Could a medicine used to treat a type of diabetes be the anti-ageing drug mankind has been searching for down the ages? From the winter of 2016, a campaign titled Targeting Ageing with Metformin will begin for which scientists are raising funds and recruiting around 3,000 people in the age group of 70 to 80 years. All of them would have to be suffering from or at risk from cancer, heart disease or dementia, reports the Telegraph. What are scientists going to investigate? Whether the drug slows the ageing process, stops disease and can be used to extend the lifespan of an average human being, says the report. The trial is expected to take five to seven years. Source: dailymail.co.uk
According to the US National Library of Medicine: "Metformin is used alone or with other medications, including insulin, to treat type 2 diabetes (condition in which the body does not use insulin normally and, therefore, cannot control the amount of sugar in the blood)"

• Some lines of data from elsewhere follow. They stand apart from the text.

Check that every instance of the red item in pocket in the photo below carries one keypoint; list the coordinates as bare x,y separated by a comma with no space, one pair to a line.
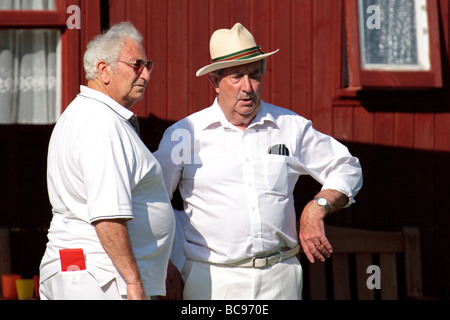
72,259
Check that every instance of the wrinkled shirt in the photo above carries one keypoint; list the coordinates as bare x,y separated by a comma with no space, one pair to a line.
99,168
238,198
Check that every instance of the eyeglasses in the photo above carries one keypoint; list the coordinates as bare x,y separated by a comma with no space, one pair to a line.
139,65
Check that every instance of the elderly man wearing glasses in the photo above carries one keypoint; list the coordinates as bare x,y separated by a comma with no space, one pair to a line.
113,225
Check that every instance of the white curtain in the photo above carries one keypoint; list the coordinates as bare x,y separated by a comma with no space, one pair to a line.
29,70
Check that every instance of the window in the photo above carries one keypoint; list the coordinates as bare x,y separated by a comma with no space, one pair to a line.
392,44
30,61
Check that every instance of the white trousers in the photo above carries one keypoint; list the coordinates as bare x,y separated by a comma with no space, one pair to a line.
77,285
205,281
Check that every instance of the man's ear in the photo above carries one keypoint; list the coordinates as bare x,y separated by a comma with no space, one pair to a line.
104,71
212,77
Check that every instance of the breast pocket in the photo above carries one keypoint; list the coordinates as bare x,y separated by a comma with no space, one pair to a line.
277,169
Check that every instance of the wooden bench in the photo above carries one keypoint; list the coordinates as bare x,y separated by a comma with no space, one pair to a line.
345,275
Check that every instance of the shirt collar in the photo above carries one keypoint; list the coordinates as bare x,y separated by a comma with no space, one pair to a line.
216,116
107,100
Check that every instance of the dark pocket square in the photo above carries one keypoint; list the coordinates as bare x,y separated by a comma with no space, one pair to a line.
280,149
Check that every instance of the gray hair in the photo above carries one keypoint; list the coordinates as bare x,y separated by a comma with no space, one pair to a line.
107,47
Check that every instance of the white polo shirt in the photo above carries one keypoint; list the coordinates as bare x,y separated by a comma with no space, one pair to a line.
99,168
239,198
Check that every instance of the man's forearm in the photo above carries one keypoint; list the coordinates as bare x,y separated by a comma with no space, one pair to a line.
113,235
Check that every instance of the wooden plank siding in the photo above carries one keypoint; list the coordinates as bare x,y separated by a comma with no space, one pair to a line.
401,137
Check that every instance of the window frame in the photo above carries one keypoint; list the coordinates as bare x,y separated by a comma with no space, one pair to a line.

An ANI report says the US Food and Drug Administration has given the approval for the trial given researchers have found that the drug extends the life of animals.
Last year, researchers at Cardiff University had discovered that diabetes patients who were given this drug lived longer than even those who didn't have the condition, says a Daily Mail report.
So how does the drug slow ageing?
Metformin increases the number of oxygen molecules released into a call, which seems to boost its longevity and its robustness, says a Huffington Post report.
This in turn helps slow ageing and therefore the side effects of ageing such as heart disease.
"If you target an aging process and you slow down ageing then you slow down all the diseases and pathology of ageing as well," Prof. Gordon Lithgow from the Buck Institute for Research on Aging in California was quoted as saying in the ANI report.